Friday, November 14, 2014

treasures (and treasuring)

My life these past few weeks consists of making lists, making calls, filling out forms, visiting notaries, packing boxes and packing boxes ... and packing boxes.

There is so much to do, tending to what is the ultimate move of a lifetime. I know the busyness keeps me moving forward and it keeps some of the grief at bay.  There just isn't much time to sit and feel ... 





Sorting through my mother's belongings, I vacillate between feeling I am invading her privacy and paying homage to the relics of her life. One of her close friends offered me great comfort by saying "She would have wanted you to be the one to sort through her things." 




I am deeply engaged with her memories and it is a sacred process sifting through what constitutes a life. While the work keeps my mind busy, there are moments when I am ambushed by grief (a very accurate description by The Man)  and find myself stalled and unable to conceive how I will go on without her?

All I know to do is hold onto my practice ... meditating with my girl and sketching every day in my journal.  Staying in my own rhythms -  engaged with my own life - while honoring hers by celebrating the details.




In the process of wrapping up my mother's life, I am discovering that the process of letting her go is balanced by this coming to know her in a whole, new way.  I am finally seeing her not just as my mother, but as a complete and separate person ... a child with dreams ...








a wife, a friend, a mother, a woman on a singular and unique journey.  And by taking in the fullness of her life, I am discovering pieces of my own ...


 


... clues peppered throughout her life, pointing towards me and the person that I am and the person I am becoming. 

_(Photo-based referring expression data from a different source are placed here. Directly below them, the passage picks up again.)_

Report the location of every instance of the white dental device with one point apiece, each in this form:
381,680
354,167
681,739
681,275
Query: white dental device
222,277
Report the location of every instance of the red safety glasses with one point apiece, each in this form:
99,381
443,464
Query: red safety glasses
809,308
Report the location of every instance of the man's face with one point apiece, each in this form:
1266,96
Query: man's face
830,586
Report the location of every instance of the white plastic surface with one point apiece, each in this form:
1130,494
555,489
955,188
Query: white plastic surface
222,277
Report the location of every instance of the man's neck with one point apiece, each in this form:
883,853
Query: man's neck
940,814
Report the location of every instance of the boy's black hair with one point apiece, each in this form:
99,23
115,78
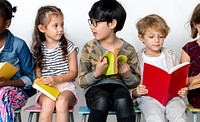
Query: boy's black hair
109,10
6,10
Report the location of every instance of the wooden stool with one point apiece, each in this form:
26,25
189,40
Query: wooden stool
35,109
84,110
194,111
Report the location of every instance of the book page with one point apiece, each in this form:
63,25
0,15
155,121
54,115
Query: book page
1,64
178,66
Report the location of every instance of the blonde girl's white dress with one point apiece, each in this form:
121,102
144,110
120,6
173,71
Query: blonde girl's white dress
54,64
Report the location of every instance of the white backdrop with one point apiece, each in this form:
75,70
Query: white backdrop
175,12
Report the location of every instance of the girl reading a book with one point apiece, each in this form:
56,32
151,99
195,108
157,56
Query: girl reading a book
152,31
56,61
108,92
14,91
190,52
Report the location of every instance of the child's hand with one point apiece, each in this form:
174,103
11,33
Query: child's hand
140,90
50,81
3,82
101,66
183,92
124,69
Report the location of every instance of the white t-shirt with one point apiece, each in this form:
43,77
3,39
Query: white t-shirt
159,61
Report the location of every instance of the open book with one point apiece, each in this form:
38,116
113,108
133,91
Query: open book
163,85
49,91
7,70
113,59
194,84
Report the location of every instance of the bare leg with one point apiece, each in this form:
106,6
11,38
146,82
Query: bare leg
65,100
48,106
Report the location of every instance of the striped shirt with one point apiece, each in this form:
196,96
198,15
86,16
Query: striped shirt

I haven't lost my mother ... I'm just seeing our story in a whole, new way.  I don't have to go on without her because she is always a part of who I am ...  just as I am a part of who she was.  

 

4 comments:

  1. As always, sister, you move with grace and a deep inner knowing. I love you.

    ReplyDelete
  2. "I haven't lost my mother ... I'm just seeing our story in a whole, new way." - this truly resonated with me - I also love the idea of drawing her things. Thanks so much for sharing this!